PUMA
Istituto di Scienza e Tecnologie dell'Informazione     
Fantechi A., Gnesi S., Lami G., Maccari A. Application of linguistic techniques for use case analysis. In: IEEE Joint International Requirements Engineering Conference (Essen, Germany, 13 September 2002). Proceedings, pp. 157 - 164. IEEE, 2002.
 
 
Abstract
(English)
The Use Case formalism is an effective way of capturing both Business Process and Functional System Requirements in a very simple and easy-to-learn way. Use Cases may be modeled in a graphical way (e.g. using the UML notation), mainly serving as a table of content for Use Cases. System behavior can more effectively be specified by structured Natural Language (NL) sentences. The use of NL as a way to specify the behavior of a system is however a critical point, due to the inherent ambiguity originating from different interpretations of natural language descriptions . We discuss the use of methods, based on a linguistic approach, to analyze functional requirements expressed by means of textual (NL) Use Cases.

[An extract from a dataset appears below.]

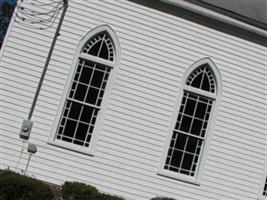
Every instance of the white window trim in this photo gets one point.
(203, 154)
(114, 65)
(262, 183)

The aim is to collect quality metrics and detect defects related to such inherent ambiguity. In a series of preliminary experiments, we applied a number of tools for quality evaluation of NL text (and, in particular, of NL requirements documents) to an industrial Use Cases document. The result of the analysis is a set of metrics that aim to measure the quality of the NL textual description of Use Cases. We also discuss the application of selected linguistic analysis techniques that are provided by some of the tools to semantic analysis of NL expressed Use Case.